Requires the Securities and Exchange Commission (SEC) to prescribe proxy rules to: (1) permit dissenting shareholders in a proposed rollup to contact, without filing soliciting material with the SEC, other limited partners before the transaction date in order to determine whether to solicit proxies, consents, or authorizations in opposition to the proposed transaction; (2) require the issuer to provide a shareholder (limited partner) with a list of all limited and general partners involved in the proposed rollup; (3) prohibit the direct or indirect payment of any person providing solicitation services (a broker-dealer) on the basis of whether the solicited proxies, consents, or authorizations either approve or disapprove the proposed transaction, or the transaction is approved or completed; (4) require the rollup soliciting material to be clear, concise, and understandable and summarize all effects of the proposed transaction, its risks, conflicts of interest, changes in voting rights and ownership interests, dissenters' rights, and any report received by the general partner that is prepared by an outside party and is materially related to the rollup transaction; and (5) give each shareholder at least 60 days to review the soliciting material. Authorizes the SEC to grant exemptions from these requirements.

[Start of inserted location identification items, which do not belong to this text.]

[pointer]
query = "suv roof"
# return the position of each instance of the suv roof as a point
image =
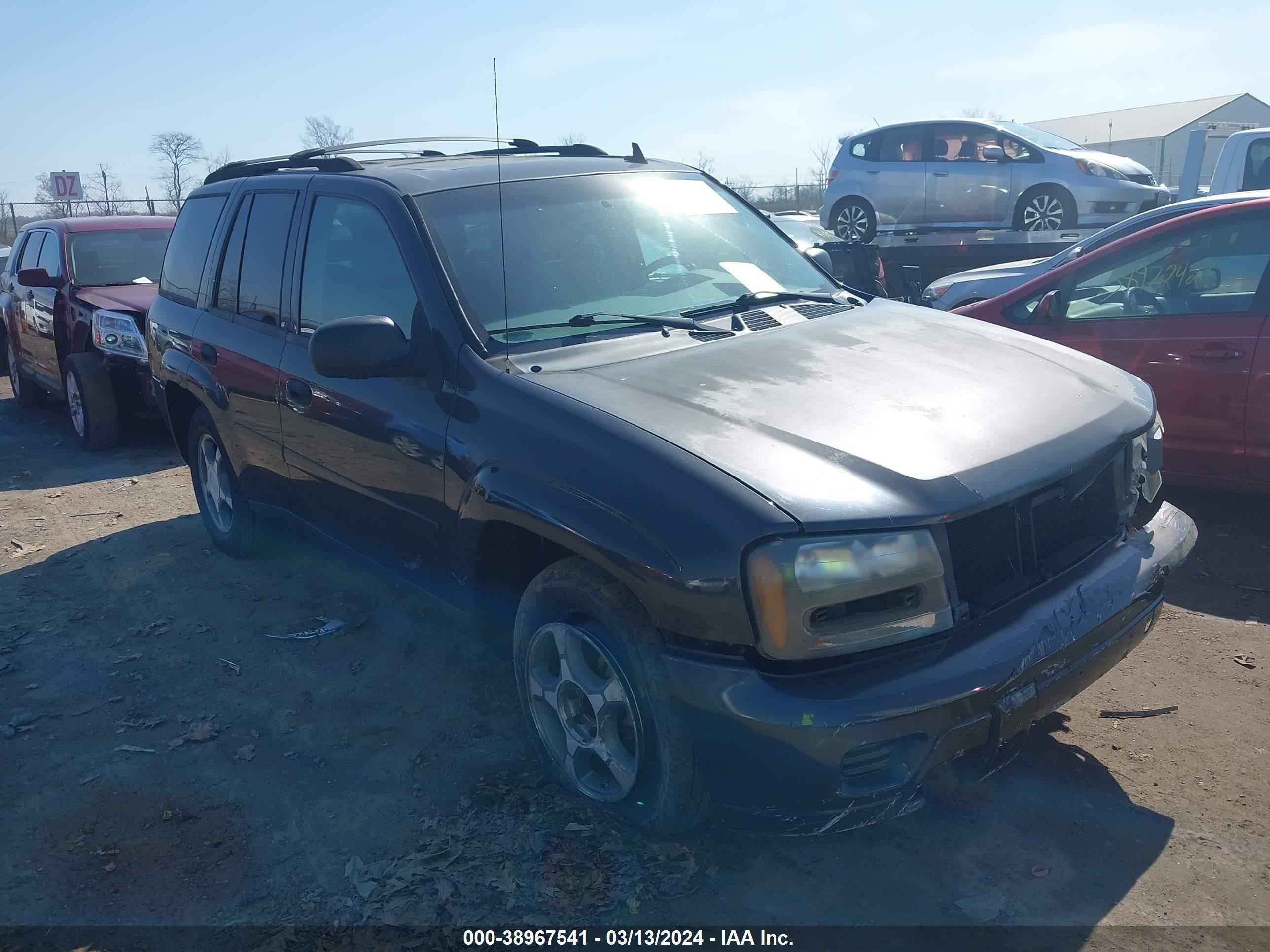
(413, 172)
(105, 223)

Excludes transactions involving certain kinds of limited partnerships from the meaning of limited partnership rollup transaction.

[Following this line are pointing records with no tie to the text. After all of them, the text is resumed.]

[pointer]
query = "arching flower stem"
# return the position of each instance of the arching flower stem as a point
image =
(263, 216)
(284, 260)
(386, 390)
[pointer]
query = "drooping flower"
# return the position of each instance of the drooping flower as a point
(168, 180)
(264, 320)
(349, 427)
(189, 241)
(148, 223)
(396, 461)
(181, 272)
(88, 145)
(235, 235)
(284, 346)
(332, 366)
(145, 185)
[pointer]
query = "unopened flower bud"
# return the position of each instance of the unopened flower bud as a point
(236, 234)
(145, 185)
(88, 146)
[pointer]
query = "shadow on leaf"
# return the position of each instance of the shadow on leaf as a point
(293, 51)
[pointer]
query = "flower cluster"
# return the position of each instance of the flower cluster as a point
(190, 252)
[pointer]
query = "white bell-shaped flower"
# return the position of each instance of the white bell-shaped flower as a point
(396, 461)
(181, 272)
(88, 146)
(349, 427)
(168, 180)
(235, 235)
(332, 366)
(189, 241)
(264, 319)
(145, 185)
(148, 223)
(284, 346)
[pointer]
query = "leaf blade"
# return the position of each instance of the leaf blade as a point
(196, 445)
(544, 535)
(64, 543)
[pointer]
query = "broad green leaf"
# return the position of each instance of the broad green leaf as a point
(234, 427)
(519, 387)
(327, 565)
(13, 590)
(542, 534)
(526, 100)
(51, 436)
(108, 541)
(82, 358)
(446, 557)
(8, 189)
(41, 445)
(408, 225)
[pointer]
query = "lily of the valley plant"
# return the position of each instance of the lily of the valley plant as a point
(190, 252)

Requires the rules of a national securities association to prevent association members from participating in any rollup transaction unless it protects specified rights of dissenting limited partners. Requires a national securities exchange to prohibit the listing of any security resulting from a rollup transaction, and the rules of a national securities association to prohibit the authorization for quotation on an association-sponsored automated interdealer quotation system of any security the SEC designates as a national market system security resulting from a rollup transaction, unless such dissenters' rights were provided for.
Provides that prior to the effective date of the regulations adopted pursuant to this Act, the SEC shall continue to review and declare effective registration statements and attendant amendments relating to limited partnership rollup transactions in accordance with the applicable regulations then in effect.